Do we bundle h2 with rice by default so external drivers are not needed? (runtime dependency).

I suggest that we do this but also have a profile that excludes it to give implementers an easy way to build w/o it. The alternative is to require it to be installed in the application server.

Do we default rice, archetype, tests to use h2 by default?

I suggest that we do default everything to h2. This will make quickstarts easy

If a database is already running on startup do we "overwrite" it?

I suggest that this is togged with a config param.

Where does the dataset come from which we populate rice with?

We should be bundling the sql scripts into a jar which the various sample apps can depend on. This can then be consumed by the database startup code.

What does the actual database startup? SpringBean, ServletFilter, TestHarness, etc.

I suggest we use Spring since this should work for the sampleapps & test cases. It should be controlled by config params.

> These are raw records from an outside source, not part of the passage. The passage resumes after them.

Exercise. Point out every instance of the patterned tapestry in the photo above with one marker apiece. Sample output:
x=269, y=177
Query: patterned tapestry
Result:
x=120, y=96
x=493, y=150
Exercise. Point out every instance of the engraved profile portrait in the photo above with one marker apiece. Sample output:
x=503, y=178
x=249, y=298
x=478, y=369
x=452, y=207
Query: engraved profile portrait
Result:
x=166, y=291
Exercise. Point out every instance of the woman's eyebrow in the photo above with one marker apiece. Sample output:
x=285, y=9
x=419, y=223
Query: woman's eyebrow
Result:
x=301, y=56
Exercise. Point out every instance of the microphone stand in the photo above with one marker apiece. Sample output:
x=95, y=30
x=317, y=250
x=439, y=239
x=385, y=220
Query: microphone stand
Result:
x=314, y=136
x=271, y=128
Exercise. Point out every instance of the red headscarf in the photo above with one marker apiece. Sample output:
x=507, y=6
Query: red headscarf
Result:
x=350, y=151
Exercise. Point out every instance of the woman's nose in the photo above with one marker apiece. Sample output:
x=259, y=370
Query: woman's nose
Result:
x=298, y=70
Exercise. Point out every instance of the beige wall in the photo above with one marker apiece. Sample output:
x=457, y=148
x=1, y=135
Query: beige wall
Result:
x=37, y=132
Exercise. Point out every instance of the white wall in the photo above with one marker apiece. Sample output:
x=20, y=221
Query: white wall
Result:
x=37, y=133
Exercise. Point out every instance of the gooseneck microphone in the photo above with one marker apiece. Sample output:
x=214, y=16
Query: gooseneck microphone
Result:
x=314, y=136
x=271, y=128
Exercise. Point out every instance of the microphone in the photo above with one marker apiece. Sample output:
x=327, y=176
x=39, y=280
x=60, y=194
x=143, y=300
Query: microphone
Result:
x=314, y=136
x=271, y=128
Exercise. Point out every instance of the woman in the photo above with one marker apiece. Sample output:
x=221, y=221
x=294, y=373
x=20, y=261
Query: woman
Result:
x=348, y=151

Questions and Other things

  1. How do we support many different DBs without forcing every database driver dependency onto our users? At the same time we do want users to be able to run tests, startup app, etc. without too much fuss. I would also like to keep any explicit references to db specific apis out of rice. Currently we don't have any such code references best not to start now.
  2. How do we launch the DB server. With H2 (but not all embedded DBs) you can launch the server in process in the same JVM. I don't think we want this because the JVM is forked when doing many things. Plus this style of DB looses all data by default when the JVM shuts down. Should we use: maven, testharness, init listener, spring bean, something else?
  3. Assuming we launch H2 in server mode, how to we assign the port? Do we just pick one or do something more intelligent like detecting and dynamically assigning a free one?
  • No labels

3 Comments

  1. Question: There is a small amount of code in rice related to McKoi database support. I highly doubt anyone on the planet is using this. Can it be removed? As I've stated earlier, McKoi seems to be a dead or dying database so I see no reason to keep the code around if no one is using it. Just one more thing to support.

  2. Hey Travis,

      I am sure you have seen this, but just in case wanted to give a reference to the spring embedded database support regarding your question on running the database.

    http://static.springsource.org/spring/docs/3.0.0.M4/reference/html/ch12s08.html

    Jerry

    1. Jerry,

      Thanks for pointing this out. I'm getting close to needing a solution for abstracting the embedded db (so rice doesn't directly depend on it in code) and at the same time starting & loading things automatically. This does look promising.